Edema

O edema é uma manifestação fisiopatológica clínica. Assim como o processo de inflamação e analogamente à anemia, é uma manifestação de alguma alteração no organismo, não sendo sinônimo de doença.

O edema refere-se à presença de líquido em excesso nos tecidos corporais. Suas causas podem ser variadas: alteração da pressão hidrostática do capilar, da pressão coloidosmótica do capilar, da pressão coloidosmótica do interstício, pressão hidrostática do interstício e da permeabilidade do vaso. Se existe alguma condição que altere essa correlação de forças e o fator que é a permeabilidade, pode ocorrer o edema.

Se um sujeito faz um trauma local, há a ruptura de células que coordenam a liberação de mediadores inflamatórios, e uma grande vasodilatação do esfíncter pré-capilar, no processo inflamatório. A pressão hidrostática do capilar aumenta muito, ocorrendo o extravasamento, o edema. A causa do edema, neste caso, foi o aumento da pressão hidrostática do capilar, e o aumento da permeabilidade do vaso pelos mediadores inflamatórios.

Caso o indivíduo possua uma disfunção no ventrículo, com baixa força de contração, sua capacidade de impulsionar o sangue será dificultada. Haverá um represamento desse sangue e, retrogradamente, a pressão hidrostática vai aumentando, inclusive a pressão hidrostática venular, o que acaba fazendo com que a pressão hidrostática capilar também aumente, por uma dificuldade de drenagem venosa, por uma pressão retrógrada aumentada. Pode, então, ocorrer edema no fígado, provocando hepatomegalia, ou mesmo, transudar e cair no abdome, causando ascite.

Quando o sujeito possui insuficiência renal, como uma glomerulopatia, a permeabilidade do glomérulo aumenta muito, devido a um processo inflamatório, diabetes, ou qualquer outro fator que dificulte o processo de filtração glomerular. Então, neste caso, há a possibilidade de passagem de proteínas para a urina, causando proteinúria . Se há eliminação de proteína na urina, significa que está sendo diminuída a quantidade de proteína circulante, desenvolvendo uma hipoproteinemia . Dessa forma, haverá diminuição da pressão coloidosmótica do capilar, permitindo extravasamento de líquido do vaso, e causando edema. É um edema mais generalizado, com repercussões no rosto, nos olhos, com hipoproteinemia constante, diferente do paciente com insuficiência cardíaca, que melhora na posição em decúbito, pela maior facilidade de retorno venoso.

Um indivíduo que faz uso de corticóide sistêmico, injetável ou oral, muito prolongadamente, pode sofrer com vários efeitos. Além do efeito imunossupressor, há o efeito mineralocorticóide, semelhante à aldosterona, tendendo a aumento da retenção líquida, causando edema.

Outra causa de edema importante, e também de hipoproteinemia, é por desnutrição protéica, como ocorre em uma doença chamada Kwashiorkor , na qual a criança desnutrida fica edemaciada.

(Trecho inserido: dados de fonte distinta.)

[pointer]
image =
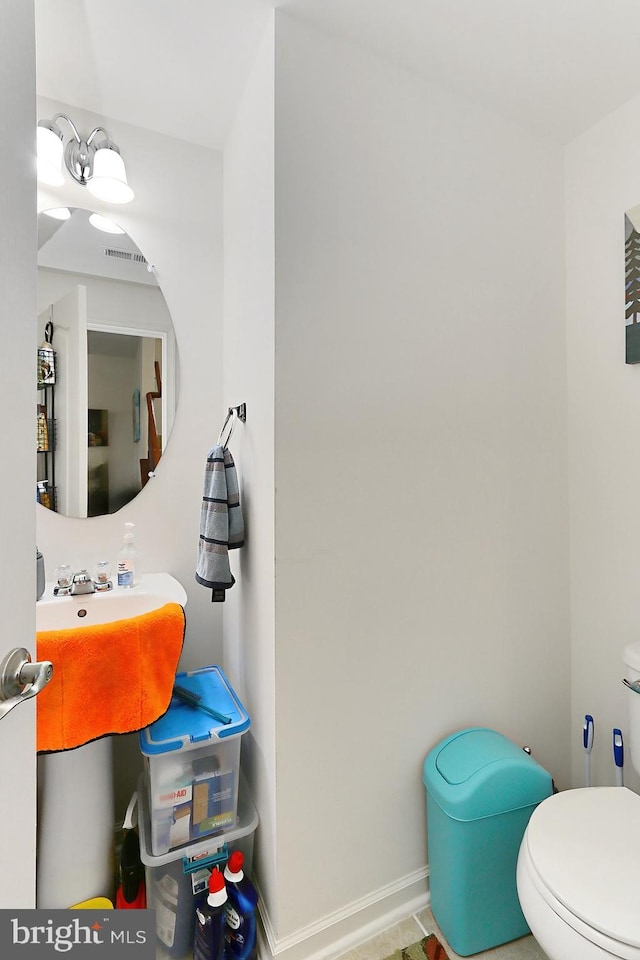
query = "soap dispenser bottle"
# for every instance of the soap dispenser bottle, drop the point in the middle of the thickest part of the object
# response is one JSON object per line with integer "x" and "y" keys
{"x": 127, "y": 557}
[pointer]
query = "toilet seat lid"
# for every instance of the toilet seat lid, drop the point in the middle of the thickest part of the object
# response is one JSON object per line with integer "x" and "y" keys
{"x": 582, "y": 844}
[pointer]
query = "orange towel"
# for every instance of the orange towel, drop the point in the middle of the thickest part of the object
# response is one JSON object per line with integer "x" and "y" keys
{"x": 109, "y": 678}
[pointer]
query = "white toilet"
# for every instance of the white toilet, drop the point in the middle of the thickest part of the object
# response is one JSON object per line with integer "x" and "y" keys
{"x": 578, "y": 873}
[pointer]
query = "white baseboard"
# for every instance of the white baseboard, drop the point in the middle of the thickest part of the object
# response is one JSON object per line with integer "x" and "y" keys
{"x": 335, "y": 934}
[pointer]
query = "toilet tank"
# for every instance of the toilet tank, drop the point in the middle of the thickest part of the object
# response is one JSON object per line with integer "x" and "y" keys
{"x": 631, "y": 657}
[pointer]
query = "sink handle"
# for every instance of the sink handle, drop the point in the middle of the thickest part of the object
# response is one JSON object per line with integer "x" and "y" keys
{"x": 20, "y": 679}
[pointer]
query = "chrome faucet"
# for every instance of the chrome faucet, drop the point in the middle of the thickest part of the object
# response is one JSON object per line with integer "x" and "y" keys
{"x": 81, "y": 584}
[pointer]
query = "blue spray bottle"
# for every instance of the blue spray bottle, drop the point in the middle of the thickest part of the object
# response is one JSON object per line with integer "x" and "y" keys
{"x": 209, "y": 934}
{"x": 240, "y": 927}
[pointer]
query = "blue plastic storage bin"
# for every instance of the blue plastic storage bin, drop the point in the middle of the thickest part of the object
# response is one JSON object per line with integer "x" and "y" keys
{"x": 192, "y": 762}
{"x": 481, "y": 791}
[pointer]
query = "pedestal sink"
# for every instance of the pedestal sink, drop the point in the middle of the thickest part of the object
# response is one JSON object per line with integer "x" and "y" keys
{"x": 75, "y": 787}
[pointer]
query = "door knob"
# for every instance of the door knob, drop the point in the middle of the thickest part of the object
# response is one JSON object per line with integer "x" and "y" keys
{"x": 20, "y": 679}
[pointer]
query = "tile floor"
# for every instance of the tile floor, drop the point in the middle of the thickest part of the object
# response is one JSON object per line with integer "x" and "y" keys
{"x": 422, "y": 923}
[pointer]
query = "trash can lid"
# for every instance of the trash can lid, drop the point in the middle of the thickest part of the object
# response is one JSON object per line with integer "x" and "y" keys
{"x": 479, "y": 773}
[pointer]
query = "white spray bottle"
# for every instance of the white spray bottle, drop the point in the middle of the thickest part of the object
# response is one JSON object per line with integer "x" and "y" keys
{"x": 127, "y": 558}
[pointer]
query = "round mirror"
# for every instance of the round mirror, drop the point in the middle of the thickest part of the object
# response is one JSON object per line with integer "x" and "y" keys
{"x": 107, "y": 365}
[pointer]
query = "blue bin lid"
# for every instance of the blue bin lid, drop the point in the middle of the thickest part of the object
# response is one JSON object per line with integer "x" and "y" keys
{"x": 186, "y": 727}
{"x": 478, "y": 773}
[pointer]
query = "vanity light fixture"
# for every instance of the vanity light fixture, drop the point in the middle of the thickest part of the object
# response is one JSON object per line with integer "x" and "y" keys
{"x": 93, "y": 162}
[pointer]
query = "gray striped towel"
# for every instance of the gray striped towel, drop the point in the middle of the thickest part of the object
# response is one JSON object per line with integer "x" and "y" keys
{"x": 221, "y": 523}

Pode-se ter hipoproteinemia mesmo comendo-se proteína em quantidade adequada, como no caso de insuficiência hepática; não ocorre síntese porque o fígado está prejudicado.

A hipoproteinemia é, portanto, um mecanismo importante de edema, podendo ter as seguintes causas: excesso de perda, falta de substrato ou ineficiência do fígado.

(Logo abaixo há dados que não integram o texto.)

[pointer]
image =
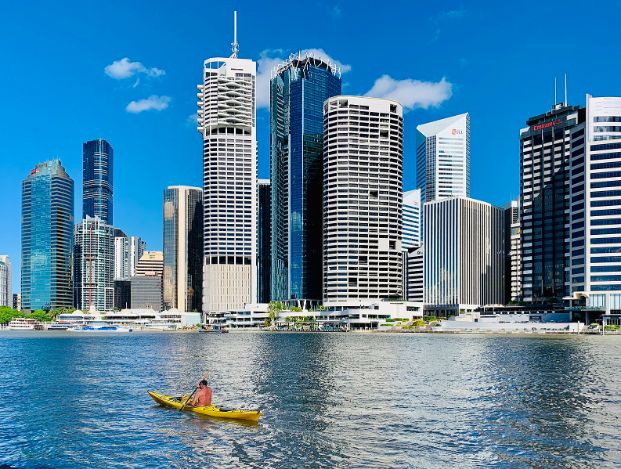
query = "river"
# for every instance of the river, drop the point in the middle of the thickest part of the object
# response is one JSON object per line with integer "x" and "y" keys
{"x": 328, "y": 399}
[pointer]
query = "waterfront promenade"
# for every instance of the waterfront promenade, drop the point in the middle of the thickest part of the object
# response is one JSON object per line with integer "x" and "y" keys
{"x": 365, "y": 400}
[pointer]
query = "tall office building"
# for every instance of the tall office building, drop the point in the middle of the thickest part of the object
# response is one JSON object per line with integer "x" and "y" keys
{"x": 545, "y": 151}
{"x": 97, "y": 166}
{"x": 127, "y": 252}
{"x": 595, "y": 270}
{"x": 363, "y": 199}
{"x": 298, "y": 90}
{"x": 264, "y": 247}
{"x": 463, "y": 255}
{"x": 412, "y": 216}
{"x": 513, "y": 251}
{"x": 227, "y": 124}
{"x": 183, "y": 248}
{"x": 443, "y": 158}
{"x": 47, "y": 237}
{"x": 93, "y": 271}
{"x": 146, "y": 285}
{"x": 6, "y": 289}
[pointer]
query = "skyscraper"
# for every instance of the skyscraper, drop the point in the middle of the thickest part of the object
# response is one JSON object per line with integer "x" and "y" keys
{"x": 227, "y": 124}
{"x": 443, "y": 158}
{"x": 463, "y": 255}
{"x": 596, "y": 205}
{"x": 412, "y": 216}
{"x": 264, "y": 248}
{"x": 6, "y": 289}
{"x": 545, "y": 152}
{"x": 298, "y": 90}
{"x": 183, "y": 248}
{"x": 97, "y": 167}
{"x": 47, "y": 237}
{"x": 146, "y": 285}
{"x": 93, "y": 258}
{"x": 363, "y": 199}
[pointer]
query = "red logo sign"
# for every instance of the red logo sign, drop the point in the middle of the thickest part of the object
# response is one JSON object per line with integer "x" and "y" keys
{"x": 547, "y": 124}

Um outro tipo de edema importante é o chamado edema duro, que pode ser diferenciado do edema mole. A principal característica do edema mole é a depressão (cacifo) da região comprimida, que volta à posição original em, aproximadamente, 30 segundos a 1 minuto; sua constituição do interstício é líquida. Já o edema duro não apresenta esse cacifo, uma vez que seu interstício não está preenchido apenas de líquido, mas também de restos celulares e proteínas.

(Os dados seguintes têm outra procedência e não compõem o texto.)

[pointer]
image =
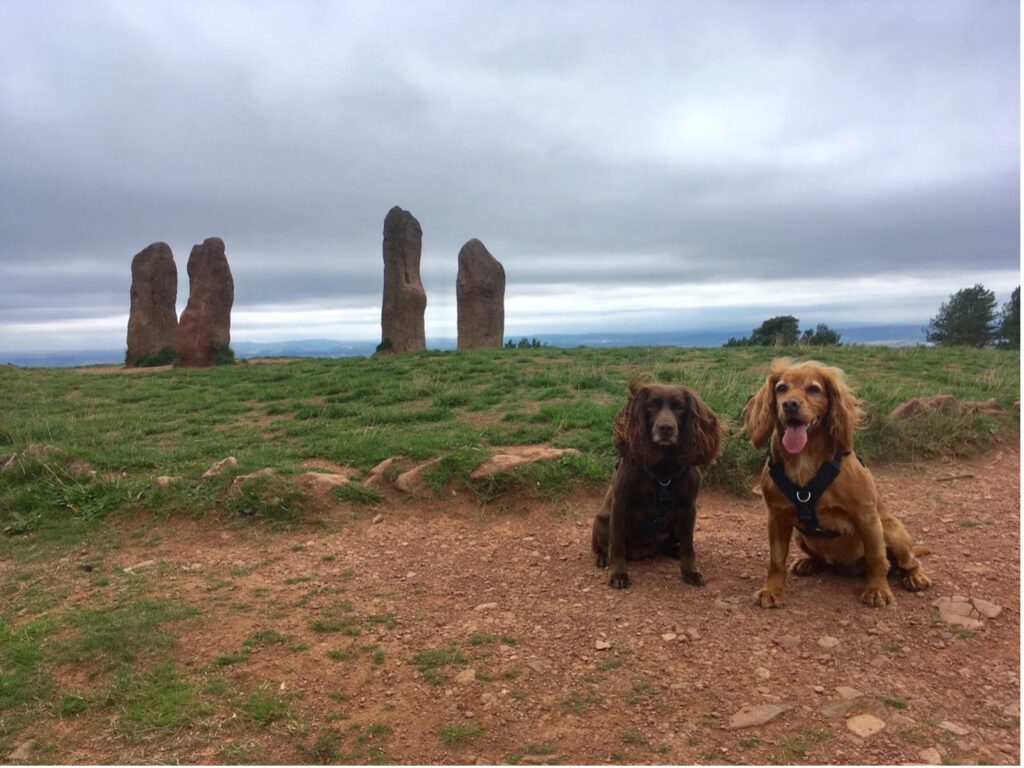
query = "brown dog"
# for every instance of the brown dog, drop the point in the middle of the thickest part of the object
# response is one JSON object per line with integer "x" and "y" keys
{"x": 814, "y": 482}
{"x": 663, "y": 434}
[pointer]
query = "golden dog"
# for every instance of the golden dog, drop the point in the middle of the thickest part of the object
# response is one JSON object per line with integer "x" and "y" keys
{"x": 813, "y": 482}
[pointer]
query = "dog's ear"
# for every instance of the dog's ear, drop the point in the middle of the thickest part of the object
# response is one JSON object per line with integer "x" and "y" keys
{"x": 845, "y": 411}
{"x": 701, "y": 432}
{"x": 759, "y": 413}
{"x": 630, "y": 427}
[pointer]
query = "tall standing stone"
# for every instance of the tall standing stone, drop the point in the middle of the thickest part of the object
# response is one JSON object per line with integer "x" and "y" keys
{"x": 404, "y": 298}
{"x": 480, "y": 297}
{"x": 153, "y": 321}
{"x": 205, "y": 328}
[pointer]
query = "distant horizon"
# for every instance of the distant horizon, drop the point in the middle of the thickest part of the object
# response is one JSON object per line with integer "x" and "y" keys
{"x": 669, "y": 164}
{"x": 878, "y": 334}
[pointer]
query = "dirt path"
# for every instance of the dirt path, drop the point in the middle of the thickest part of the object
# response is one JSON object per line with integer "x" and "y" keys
{"x": 556, "y": 667}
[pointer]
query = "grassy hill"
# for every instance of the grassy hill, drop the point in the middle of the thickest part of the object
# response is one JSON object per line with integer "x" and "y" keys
{"x": 357, "y": 412}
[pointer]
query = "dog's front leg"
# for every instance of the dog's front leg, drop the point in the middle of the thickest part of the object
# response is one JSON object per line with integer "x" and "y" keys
{"x": 616, "y": 544}
{"x": 877, "y": 593}
{"x": 779, "y": 534}
{"x": 684, "y": 531}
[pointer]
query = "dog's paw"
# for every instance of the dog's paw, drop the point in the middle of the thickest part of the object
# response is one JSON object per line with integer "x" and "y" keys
{"x": 619, "y": 581}
{"x": 694, "y": 578}
{"x": 805, "y": 566}
{"x": 768, "y": 598}
{"x": 878, "y": 597}
{"x": 915, "y": 581}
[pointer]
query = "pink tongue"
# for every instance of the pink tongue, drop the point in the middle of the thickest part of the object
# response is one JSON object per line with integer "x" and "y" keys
{"x": 795, "y": 438}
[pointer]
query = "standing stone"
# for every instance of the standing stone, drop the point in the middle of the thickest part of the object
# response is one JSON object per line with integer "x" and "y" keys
{"x": 153, "y": 321}
{"x": 480, "y": 297}
{"x": 404, "y": 299}
{"x": 205, "y": 328}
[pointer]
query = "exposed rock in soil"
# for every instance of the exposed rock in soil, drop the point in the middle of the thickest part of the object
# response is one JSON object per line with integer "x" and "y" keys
{"x": 750, "y": 717}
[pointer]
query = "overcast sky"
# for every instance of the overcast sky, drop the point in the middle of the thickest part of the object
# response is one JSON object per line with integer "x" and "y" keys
{"x": 633, "y": 165}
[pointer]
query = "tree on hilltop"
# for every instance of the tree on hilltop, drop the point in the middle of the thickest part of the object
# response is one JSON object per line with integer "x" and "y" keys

Um dos processos que podem levar ao acúmulo da quantidade de proteínas do interstício, sem que essas possam ser fisiologicamente removidas, é uma lesão dos vasos linfáticos, responsáveis pela remoção das proteínas do interstício. Um exemplo ocorre na manifestação da filariose (elefantíase), onde as larvas acabam por afetar esses vasos linfáticos, impedindo o desempenho adequado da sua função.